Saturday, August 30, 2008

Sarah Palin: An interesting choice




The reactions to McCain's choice of Sarah Palin as his VP nominee break into two camps:

The Democratic Camp: She's less experienced that Obama, and she's a hard core conservative that won't attract women.

The Republican Camp: She's a solid conservative that excites the base, and has the reformist credentials to out change Obama (and hence, will attract independents). And she'll attract disaffected woman upset with Obama's perceived slight of Hillary because he didn't even vet her for the VP slot.

Today's Washington Post had a number of pundits from both sides weighing in on Palin's nomination. Democratic pollster and author Douglas E. Schoen wrote the following: "An ardently pro-life, anti-gay rights woman is unlikely to appeal to whatever is left of Hillary Clinton's heretofore disaffected constituency after the Democrats' show of unity this week."

Schoen would be right on, but that's not the constituency McCain is trying to reach with Palin. Last year, in the months before the Iowa caucus, I read that Hillary Clinton's campaign was particularly focused on older women--especially those who were over the age of 65. The hope was, as it was expressed in several news outlets, that these women--who do NOT normally participate in the caucus process or vote Democratic in that process--might be convinced with the historic nature of the Clinton campaign to participate in the hopes of seeing the ultimate glass ceiling broken.

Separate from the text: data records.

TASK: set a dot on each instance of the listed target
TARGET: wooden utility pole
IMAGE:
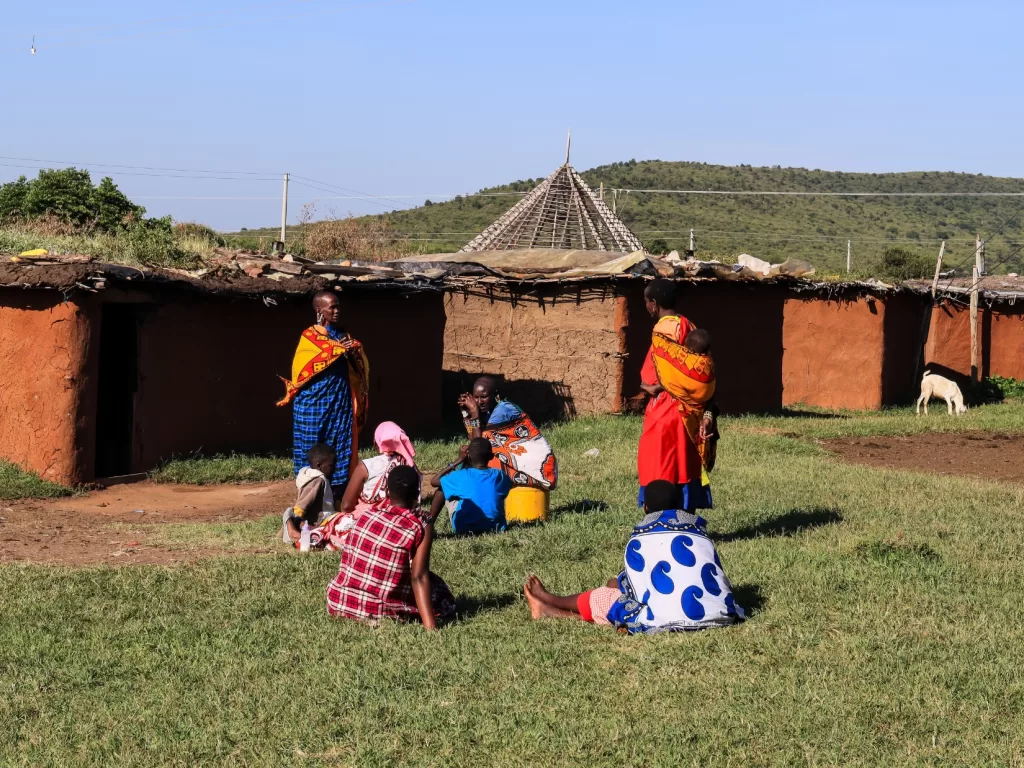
(975, 368)
(284, 210)
(938, 268)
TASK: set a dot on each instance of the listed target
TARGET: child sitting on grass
(314, 505)
(385, 565)
(475, 494)
(672, 580)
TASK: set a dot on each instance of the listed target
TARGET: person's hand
(707, 427)
(467, 401)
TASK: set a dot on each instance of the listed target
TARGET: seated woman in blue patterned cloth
(672, 580)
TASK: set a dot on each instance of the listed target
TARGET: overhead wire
(138, 167)
(179, 30)
(164, 19)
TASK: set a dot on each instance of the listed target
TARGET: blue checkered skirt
(323, 413)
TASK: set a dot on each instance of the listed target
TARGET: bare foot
(534, 585)
(536, 608)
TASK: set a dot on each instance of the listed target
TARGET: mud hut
(111, 370)
(549, 299)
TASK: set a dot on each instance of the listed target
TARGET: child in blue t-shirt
(475, 493)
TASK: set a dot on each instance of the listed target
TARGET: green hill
(815, 228)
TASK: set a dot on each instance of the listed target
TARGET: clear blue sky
(436, 96)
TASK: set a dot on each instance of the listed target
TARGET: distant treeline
(815, 228)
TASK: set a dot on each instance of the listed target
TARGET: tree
(12, 199)
(111, 208)
(656, 246)
(899, 264)
(66, 194)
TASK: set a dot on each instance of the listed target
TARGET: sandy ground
(83, 530)
(79, 530)
(994, 457)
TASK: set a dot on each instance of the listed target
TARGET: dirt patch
(81, 530)
(993, 457)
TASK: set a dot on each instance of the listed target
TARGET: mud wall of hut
(557, 350)
(1000, 340)
(209, 371)
(859, 352)
(571, 349)
(48, 393)
(165, 375)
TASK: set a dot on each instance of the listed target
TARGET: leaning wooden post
(974, 327)
(938, 268)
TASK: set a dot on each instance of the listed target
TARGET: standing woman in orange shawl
(667, 450)
(329, 390)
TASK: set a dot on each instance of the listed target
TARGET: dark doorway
(118, 385)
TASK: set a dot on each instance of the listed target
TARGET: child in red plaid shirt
(385, 565)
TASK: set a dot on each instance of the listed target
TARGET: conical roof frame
(561, 212)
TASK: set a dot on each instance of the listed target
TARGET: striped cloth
(323, 413)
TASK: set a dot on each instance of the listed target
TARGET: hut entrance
(118, 385)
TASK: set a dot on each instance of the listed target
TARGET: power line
(164, 19)
(345, 188)
(825, 194)
(156, 175)
(121, 38)
(370, 199)
(982, 243)
(276, 176)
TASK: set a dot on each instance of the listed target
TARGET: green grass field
(17, 483)
(885, 630)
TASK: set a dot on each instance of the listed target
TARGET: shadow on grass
(749, 597)
(796, 413)
(468, 607)
(788, 524)
(581, 507)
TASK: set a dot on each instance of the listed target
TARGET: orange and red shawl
(689, 378)
(314, 353)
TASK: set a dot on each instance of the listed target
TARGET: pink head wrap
(390, 438)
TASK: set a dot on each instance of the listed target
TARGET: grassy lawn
(885, 630)
(17, 483)
(218, 469)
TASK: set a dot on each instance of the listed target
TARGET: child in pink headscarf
(368, 485)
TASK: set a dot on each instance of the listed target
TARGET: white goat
(934, 385)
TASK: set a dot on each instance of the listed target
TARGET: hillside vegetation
(815, 228)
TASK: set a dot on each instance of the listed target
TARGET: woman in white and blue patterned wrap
(672, 581)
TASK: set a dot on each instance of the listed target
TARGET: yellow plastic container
(526, 505)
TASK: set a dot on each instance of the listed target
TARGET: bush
(1008, 388)
(899, 264)
(68, 195)
(372, 240)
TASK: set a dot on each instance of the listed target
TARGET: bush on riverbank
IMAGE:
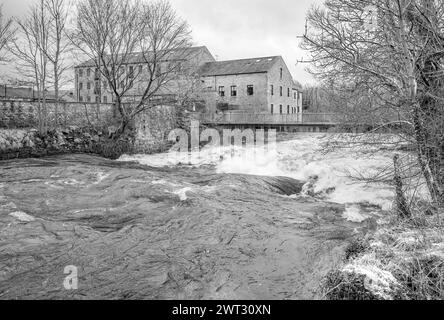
(22, 143)
(403, 260)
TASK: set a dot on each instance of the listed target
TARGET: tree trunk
(402, 208)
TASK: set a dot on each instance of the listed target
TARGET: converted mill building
(259, 85)
(256, 85)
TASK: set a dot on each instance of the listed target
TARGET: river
(153, 227)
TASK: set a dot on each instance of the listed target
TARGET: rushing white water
(328, 176)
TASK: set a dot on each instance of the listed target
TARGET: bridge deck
(327, 119)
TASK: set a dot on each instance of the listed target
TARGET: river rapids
(154, 227)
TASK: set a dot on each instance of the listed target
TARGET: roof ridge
(245, 59)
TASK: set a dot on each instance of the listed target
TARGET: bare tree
(30, 49)
(129, 43)
(394, 70)
(6, 33)
(58, 44)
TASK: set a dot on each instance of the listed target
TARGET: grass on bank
(403, 260)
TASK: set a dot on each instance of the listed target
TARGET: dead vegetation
(403, 260)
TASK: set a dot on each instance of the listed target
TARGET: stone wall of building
(153, 128)
(288, 101)
(242, 101)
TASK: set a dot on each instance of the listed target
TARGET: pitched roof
(243, 66)
(137, 57)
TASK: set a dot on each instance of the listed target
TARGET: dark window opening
(131, 72)
(233, 91)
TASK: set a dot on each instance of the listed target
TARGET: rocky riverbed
(147, 230)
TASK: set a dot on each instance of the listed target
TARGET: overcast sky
(236, 29)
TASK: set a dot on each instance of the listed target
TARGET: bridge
(282, 122)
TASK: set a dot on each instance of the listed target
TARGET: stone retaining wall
(19, 122)
(25, 114)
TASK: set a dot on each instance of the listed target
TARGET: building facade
(91, 86)
(257, 85)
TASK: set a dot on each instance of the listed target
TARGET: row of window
(290, 110)
(122, 70)
(233, 91)
(97, 99)
(89, 85)
(250, 91)
(281, 92)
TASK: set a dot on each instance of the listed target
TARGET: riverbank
(402, 260)
(29, 143)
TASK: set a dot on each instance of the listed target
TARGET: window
(233, 91)
(159, 71)
(250, 90)
(131, 72)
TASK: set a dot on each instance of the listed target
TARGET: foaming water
(327, 175)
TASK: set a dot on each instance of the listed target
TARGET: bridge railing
(269, 119)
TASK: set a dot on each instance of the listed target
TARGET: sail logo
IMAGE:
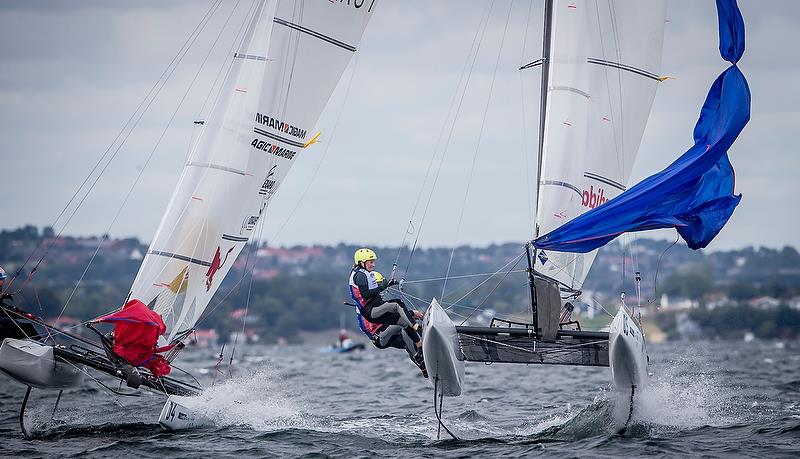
(216, 263)
(591, 199)
(269, 184)
(357, 4)
(280, 126)
(274, 149)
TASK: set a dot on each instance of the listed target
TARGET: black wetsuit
(378, 311)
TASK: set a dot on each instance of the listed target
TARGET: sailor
(396, 337)
(376, 315)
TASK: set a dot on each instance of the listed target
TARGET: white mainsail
(293, 55)
(605, 58)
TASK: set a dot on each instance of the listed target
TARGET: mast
(546, 40)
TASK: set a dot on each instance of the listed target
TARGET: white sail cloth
(605, 58)
(293, 55)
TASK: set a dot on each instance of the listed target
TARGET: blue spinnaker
(694, 194)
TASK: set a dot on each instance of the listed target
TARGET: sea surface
(705, 399)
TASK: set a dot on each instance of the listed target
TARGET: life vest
(369, 328)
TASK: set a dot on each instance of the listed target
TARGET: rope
(490, 293)
(658, 266)
(147, 96)
(477, 146)
(147, 162)
(464, 276)
(476, 42)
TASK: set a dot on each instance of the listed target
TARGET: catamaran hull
(35, 365)
(627, 353)
(443, 358)
(181, 413)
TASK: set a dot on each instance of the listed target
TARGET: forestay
(293, 55)
(605, 59)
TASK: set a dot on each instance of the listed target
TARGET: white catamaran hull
(443, 358)
(35, 365)
(627, 353)
(181, 413)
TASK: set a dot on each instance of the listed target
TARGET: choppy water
(705, 399)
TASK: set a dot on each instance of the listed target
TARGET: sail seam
(535, 63)
(178, 257)
(228, 237)
(217, 167)
(249, 56)
(571, 89)
(315, 34)
(291, 142)
(605, 180)
(564, 184)
(628, 68)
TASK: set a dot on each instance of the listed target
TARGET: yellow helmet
(363, 255)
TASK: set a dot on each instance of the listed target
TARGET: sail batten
(604, 64)
(279, 80)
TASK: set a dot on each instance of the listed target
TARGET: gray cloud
(74, 71)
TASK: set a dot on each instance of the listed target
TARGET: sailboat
(289, 60)
(600, 70)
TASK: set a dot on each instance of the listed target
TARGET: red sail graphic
(216, 264)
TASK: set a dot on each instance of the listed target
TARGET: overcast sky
(74, 72)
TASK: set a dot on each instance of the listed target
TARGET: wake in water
(258, 400)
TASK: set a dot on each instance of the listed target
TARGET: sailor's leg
(52, 416)
(393, 313)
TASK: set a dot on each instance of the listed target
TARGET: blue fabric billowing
(694, 194)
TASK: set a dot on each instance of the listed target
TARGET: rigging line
(658, 266)
(601, 307)
(428, 300)
(478, 145)
(334, 130)
(620, 121)
(452, 128)
(433, 279)
(527, 172)
(514, 260)
(489, 294)
(219, 72)
(189, 41)
(254, 249)
(438, 142)
(135, 182)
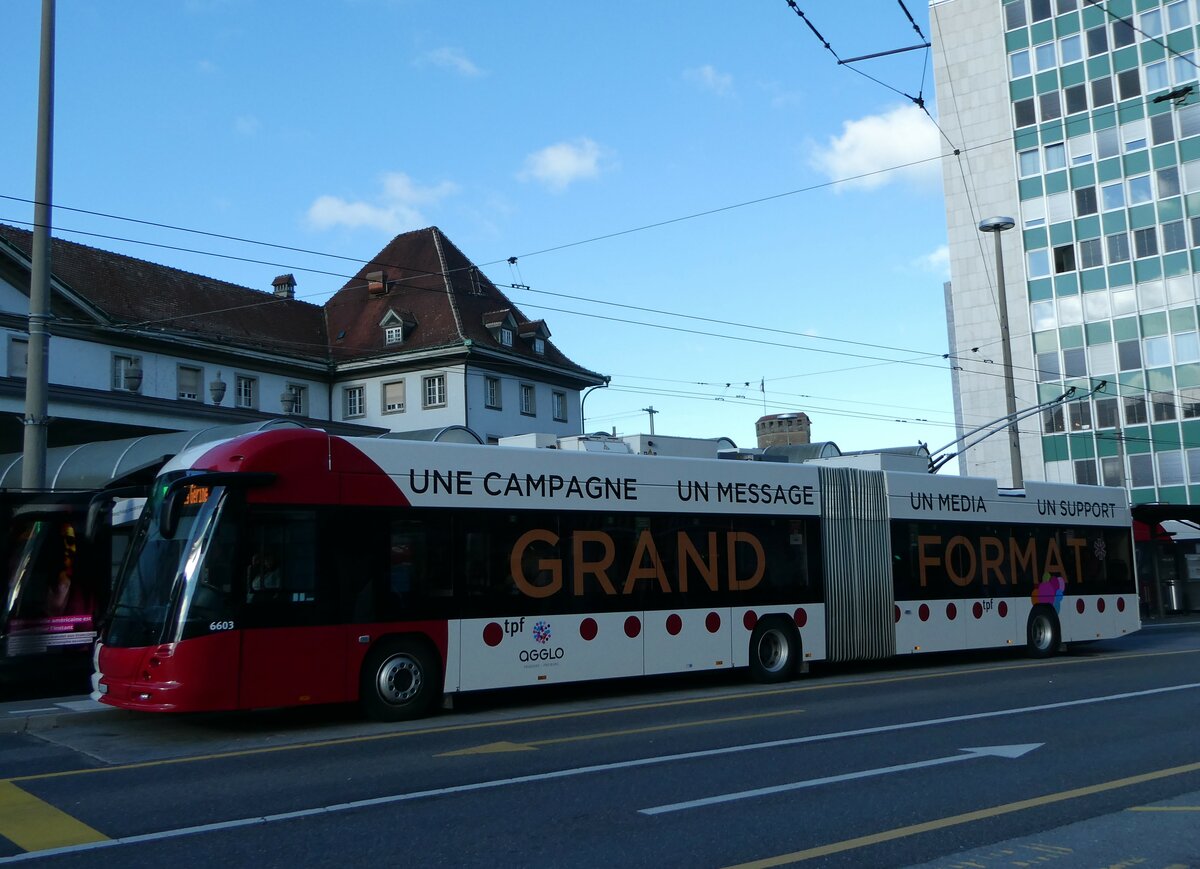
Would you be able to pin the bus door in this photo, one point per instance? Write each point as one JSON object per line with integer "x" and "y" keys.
{"x": 293, "y": 652}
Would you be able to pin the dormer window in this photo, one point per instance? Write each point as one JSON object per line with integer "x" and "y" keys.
{"x": 396, "y": 327}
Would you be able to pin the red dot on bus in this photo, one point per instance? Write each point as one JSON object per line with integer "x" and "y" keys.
{"x": 493, "y": 634}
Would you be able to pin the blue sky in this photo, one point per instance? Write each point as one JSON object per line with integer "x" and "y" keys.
{"x": 670, "y": 177}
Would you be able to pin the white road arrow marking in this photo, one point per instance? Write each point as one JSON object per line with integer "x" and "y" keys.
{"x": 1011, "y": 751}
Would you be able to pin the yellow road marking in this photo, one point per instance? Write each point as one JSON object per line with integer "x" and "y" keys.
{"x": 966, "y": 817}
{"x": 499, "y": 747}
{"x": 593, "y": 713}
{"x": 34, "y": 825}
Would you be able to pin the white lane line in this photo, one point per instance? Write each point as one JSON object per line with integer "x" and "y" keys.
{"x": 585, "y": 771}
{"x": 1011, "y": 751}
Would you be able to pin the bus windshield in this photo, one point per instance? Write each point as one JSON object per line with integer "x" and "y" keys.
{"x": 151, "y": 592}
{"x": 46, "y": 585}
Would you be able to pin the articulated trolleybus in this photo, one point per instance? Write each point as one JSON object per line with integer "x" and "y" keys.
{"x": 293, "y": 567}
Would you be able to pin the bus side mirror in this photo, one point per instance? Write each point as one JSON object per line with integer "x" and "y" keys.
{"x": 168, "y": 514}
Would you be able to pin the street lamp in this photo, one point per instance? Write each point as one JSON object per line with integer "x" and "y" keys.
{"x": 996, "y": 226}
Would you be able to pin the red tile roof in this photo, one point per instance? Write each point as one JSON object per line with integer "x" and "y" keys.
{"x": 427, "y": 281}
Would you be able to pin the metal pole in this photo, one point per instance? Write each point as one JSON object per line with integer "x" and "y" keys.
{"x": 996, "y": 226}
{"x": 33, "y": 473}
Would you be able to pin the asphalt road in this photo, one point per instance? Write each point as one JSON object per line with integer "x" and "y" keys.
{"x": 1091, "y": 759}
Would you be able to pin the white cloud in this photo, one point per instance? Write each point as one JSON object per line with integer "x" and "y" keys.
{"x": 397, "y": 207}
{"x": 561, "y": 165}
{"x": 451, "y": 59}
{"x": 870, "y": 144}
{"x": 936, "y": 262}
{"x": 708, "y": 78}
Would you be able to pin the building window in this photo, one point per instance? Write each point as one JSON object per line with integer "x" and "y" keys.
{"x": 298, "y": 397}
{"x": 1113, "y": 196}
{"x": 394, "y": 396}
{"x": 1102, "y": 91}
{"x": 246, "y": 391}
{"x": 1145, "y": 243}
{"x": 189, "y": 382}
{"x": 1050, "y": 105}
{"x": 1140, "y": 190}
{"x": 18, "y": 357}
{"x": 433, "y": 389}
{"x": 1168, "y": 181}
{"x": 1048, "y": 366}
{"x": 1122, "y": 33}
{"x": 1164, "y": 406}
{"x": 1119, "y": 247}
{"x": 1019, "y": 64}
{"x": 1045, "y": 55}
{"x": 1174, "y": 238}
{"x": 1128, "y": 84}
{"x": 1107, "y": 413}
{"x": 1063, "y": 258}
{"x": 1091, "y": 253}
{"x": 1162, "y": 129}
{"x": 354, "y": 403}
{"x": 1129, "y": 354}
{"x": 124, "y": 377}
{"x": 1141, "y": 471}
{"x": 1135, "y": 409}
{"x": 1077, "y": 99}
{"x": 1074, "y": 364}
{"x": 1024, "y": 113}
{"x": 1014, "y": 15}
{"x": 1113, "y": 472}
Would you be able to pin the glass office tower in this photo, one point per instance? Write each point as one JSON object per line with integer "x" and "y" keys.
{"x": 1081, "y": 121}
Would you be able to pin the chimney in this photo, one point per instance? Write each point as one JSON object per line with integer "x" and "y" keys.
{"x": 285, "y": 287}
{"x": 377, "y": 282}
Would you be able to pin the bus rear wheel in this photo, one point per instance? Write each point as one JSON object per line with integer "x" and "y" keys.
{"x": 774, "y": 648}
{"x": 1042, "y": 634}
{"x": 400, "y": 681}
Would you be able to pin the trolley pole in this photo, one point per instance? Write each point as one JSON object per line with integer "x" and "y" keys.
{"x": 33, "y": 469}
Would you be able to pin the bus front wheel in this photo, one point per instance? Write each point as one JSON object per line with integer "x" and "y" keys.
{"x": 400, "y": 681}
{"x": 1043, "y": 635}
{"x": 774, "y": 648}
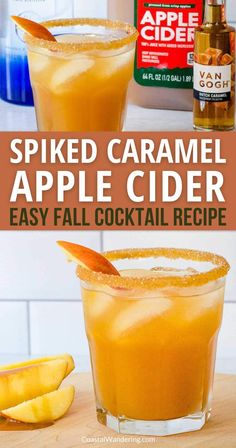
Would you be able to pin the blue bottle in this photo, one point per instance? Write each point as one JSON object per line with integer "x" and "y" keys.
{"x": 14, "y": 73}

Well, those women were activated and many of them were activated for the sole purpose of voting for a woman on the national ticket. These newly activated woman are the ones that McCain hopes to reach with Palin. And these are EXACTLY the types for whom Palin's conservative record matters little. They already express skepticism with Obama, and perhaps the addition of Palin to the GOP ticket might convince them to vote for McCain this fall. I tend to believe that Palin, assuming she doesn't pull a Dan Quayle, can be just the game changer that McCain needs.